Sally is the legacy ambassador and corporate historian/storyteller for her company. Over more than five decades, Sally has worked alongside and served internationally known designers, corporate leaders and, most importantly, her family and her community. I had the immense privilege of meeting Sally when I visited her company and she greeted and hosted me and my team. I knew immediately that Sally was a person I wanted to do life with (even though we live several states apart), and we have kept in touch and visited ever since.

On this trip, I got to spend time with her three sons and her son-in-law. Each of them serves their family and their community in substantial ways. From following in their father Bill’s footsteps in the local fire and rescue team, to planting a groundbreaking church in a manufacturing facility, to travelling the world sharing the message of hope in Christ through feats of strength, Sally’s children give generously and consistently to the community.

We interviewed Sally for the Word From The Herd podcast, and she mesmerized us with story after story of her experiences. Each story was about what she had learned and how she had been impacted by the things she saw leaders do—the way they worked, how they treated others, the things that were important to them. She studied these leaders and learned from them, then she applied what she learned to her life and her family.

It worked.

Sally didn’t tell her children and grandchildren what to do; she showed them. She lived out the values of her life in bold and visible ways. That her values were visible is not the good part, because that is true about everyone. Everyone has values. Every company is a values-driven company. The important question is, “What are your values?”

The world is full of organizations and people who claim to have lofty values but prove otherwise every day. If you say you value people yet treat them with disrespect and sacrifice them for profits, then you really value money more than people. If you tell your children to follow the rules and obey the laws, then speed or fudge on your taxes, you really value your comfort more than community. If you say everyone is intrinsically and equally valuable yet you use your position and your privilege to take rather than to give, you really value yourself more than others.

Sally and Bill spent their lives showing people they were valued and loved. They spent their time and money and influence serving others and making a difference wherever they were. I’m sure they told their children many things, but the most important thing they learned was not what they were told. It was what they saw. Everyday. Consistently and constantly.

As leaders we have a responsibility to communicate. We do have to tell people what we expect of them, what their responsibilities are, what they can expect of us. We do need to tell our team what our values are and how it looks when those values are lived out.
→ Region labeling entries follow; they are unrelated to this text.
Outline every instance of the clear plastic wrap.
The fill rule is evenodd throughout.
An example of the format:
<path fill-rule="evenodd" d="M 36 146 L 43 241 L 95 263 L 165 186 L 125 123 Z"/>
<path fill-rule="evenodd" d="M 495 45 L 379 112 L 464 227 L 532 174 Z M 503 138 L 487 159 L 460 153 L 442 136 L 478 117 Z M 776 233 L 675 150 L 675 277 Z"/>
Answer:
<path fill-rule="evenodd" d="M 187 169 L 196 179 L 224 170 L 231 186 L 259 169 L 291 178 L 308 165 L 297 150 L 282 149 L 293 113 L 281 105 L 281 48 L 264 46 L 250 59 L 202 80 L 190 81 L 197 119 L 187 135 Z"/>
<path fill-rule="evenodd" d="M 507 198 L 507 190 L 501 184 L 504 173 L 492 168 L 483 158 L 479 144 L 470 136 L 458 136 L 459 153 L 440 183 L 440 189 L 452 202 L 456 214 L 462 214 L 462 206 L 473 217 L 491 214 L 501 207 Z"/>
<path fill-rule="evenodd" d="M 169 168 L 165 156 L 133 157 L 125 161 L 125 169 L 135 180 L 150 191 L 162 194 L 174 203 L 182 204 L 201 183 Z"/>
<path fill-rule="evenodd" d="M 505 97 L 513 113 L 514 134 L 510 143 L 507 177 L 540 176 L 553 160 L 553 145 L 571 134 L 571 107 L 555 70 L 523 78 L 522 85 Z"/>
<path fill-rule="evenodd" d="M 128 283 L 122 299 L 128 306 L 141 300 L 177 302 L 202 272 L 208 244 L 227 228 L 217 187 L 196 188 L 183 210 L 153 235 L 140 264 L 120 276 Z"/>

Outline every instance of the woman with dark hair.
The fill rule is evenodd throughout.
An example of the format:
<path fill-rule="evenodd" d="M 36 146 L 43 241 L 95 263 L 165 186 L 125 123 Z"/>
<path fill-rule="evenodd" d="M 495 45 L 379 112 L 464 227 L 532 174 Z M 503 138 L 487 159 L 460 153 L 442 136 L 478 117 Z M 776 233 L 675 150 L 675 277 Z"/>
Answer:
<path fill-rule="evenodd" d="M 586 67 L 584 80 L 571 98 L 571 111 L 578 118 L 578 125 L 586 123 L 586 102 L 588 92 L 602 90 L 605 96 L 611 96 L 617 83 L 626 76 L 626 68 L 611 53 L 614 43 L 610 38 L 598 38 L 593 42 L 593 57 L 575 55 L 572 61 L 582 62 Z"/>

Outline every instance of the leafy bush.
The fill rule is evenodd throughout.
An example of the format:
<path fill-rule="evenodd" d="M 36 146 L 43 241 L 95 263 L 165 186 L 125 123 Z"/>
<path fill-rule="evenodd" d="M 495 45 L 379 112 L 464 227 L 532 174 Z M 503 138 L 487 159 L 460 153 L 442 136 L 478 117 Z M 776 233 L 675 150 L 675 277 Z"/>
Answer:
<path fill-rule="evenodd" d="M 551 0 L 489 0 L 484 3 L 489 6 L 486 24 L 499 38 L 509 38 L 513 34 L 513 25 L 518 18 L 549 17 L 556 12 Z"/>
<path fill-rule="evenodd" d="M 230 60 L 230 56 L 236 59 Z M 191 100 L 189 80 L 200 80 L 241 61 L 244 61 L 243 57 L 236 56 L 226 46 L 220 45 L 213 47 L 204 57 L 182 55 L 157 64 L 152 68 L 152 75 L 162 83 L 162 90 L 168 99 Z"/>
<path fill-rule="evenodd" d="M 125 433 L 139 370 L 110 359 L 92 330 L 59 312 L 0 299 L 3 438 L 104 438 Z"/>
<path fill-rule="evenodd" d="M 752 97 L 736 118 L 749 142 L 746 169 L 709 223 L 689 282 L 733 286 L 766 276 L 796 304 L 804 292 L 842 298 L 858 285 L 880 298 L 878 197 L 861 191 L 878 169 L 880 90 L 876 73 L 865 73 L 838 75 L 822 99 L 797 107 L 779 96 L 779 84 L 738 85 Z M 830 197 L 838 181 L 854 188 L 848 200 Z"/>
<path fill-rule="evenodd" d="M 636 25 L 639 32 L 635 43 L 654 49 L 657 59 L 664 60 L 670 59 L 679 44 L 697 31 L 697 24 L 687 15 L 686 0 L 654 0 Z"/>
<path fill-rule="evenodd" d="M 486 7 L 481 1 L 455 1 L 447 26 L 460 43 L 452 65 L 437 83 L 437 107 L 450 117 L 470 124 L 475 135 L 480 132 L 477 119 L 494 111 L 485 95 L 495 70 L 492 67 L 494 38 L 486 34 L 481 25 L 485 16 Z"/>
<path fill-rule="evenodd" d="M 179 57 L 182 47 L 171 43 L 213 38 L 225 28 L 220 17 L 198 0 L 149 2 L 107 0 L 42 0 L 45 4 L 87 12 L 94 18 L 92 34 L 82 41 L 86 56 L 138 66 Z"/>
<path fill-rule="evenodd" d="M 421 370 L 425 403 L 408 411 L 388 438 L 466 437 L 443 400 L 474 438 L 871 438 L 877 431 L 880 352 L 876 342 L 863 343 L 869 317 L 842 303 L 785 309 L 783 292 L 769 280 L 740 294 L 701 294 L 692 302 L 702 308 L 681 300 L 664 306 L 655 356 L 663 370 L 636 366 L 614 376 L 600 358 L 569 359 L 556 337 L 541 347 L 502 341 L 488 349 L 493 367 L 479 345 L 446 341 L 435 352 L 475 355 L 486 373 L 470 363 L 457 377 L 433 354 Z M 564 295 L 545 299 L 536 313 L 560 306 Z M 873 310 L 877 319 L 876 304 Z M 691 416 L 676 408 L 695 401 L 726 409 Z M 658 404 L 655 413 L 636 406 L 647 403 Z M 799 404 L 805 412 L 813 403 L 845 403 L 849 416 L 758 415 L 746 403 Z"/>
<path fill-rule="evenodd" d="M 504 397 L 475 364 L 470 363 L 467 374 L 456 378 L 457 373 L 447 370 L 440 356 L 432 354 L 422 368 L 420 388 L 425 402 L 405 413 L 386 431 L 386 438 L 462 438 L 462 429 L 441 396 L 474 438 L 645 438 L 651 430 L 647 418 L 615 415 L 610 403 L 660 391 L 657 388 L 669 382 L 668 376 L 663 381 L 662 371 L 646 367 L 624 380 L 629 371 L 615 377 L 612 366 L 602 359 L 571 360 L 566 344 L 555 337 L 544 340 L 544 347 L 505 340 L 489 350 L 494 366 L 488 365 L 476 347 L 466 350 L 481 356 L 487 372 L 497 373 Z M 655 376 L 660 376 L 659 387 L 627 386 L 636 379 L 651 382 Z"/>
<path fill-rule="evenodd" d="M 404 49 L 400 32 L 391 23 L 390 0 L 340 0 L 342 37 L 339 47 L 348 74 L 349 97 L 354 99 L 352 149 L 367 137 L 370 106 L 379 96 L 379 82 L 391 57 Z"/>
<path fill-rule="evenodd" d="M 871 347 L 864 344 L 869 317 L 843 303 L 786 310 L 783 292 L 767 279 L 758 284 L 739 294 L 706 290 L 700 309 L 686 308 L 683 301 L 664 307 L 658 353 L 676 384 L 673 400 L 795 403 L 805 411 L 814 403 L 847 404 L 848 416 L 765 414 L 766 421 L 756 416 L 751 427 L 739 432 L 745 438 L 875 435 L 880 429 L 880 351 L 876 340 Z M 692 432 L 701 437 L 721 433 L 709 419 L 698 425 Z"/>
But that is just a small part. The most significant thing we do as leaders is to show our team what our values look like. It is by our example that those we serve will truly understand and adopt the values that create our culture.

It is not exceptional that Sally lived out her values; everyone does. It is exceptional that, as much as anyone I have ever known, Sally has the core values of love and care for others demonstrated by service and respect. These are not clothes she puts on for display; they are the skin she lives in. In turn, her whole family grew to have these same values and to display them in their own unique ways.

We often talk about legacy at Kimray. What greater legacy could we have than to show those coming after us what a community built on the values of intrinsic and equal value, love and respect, and service to others looks like? I was instantly drawn to Sally and her family. I want to do life with people like her. She built her community by showing, not telling. Let’s continue to build our community the same way. Show people you care in tangible ways, and you won’t need to tell them. She may live states away and work for a different company, but Sally shows us The Kimray Way.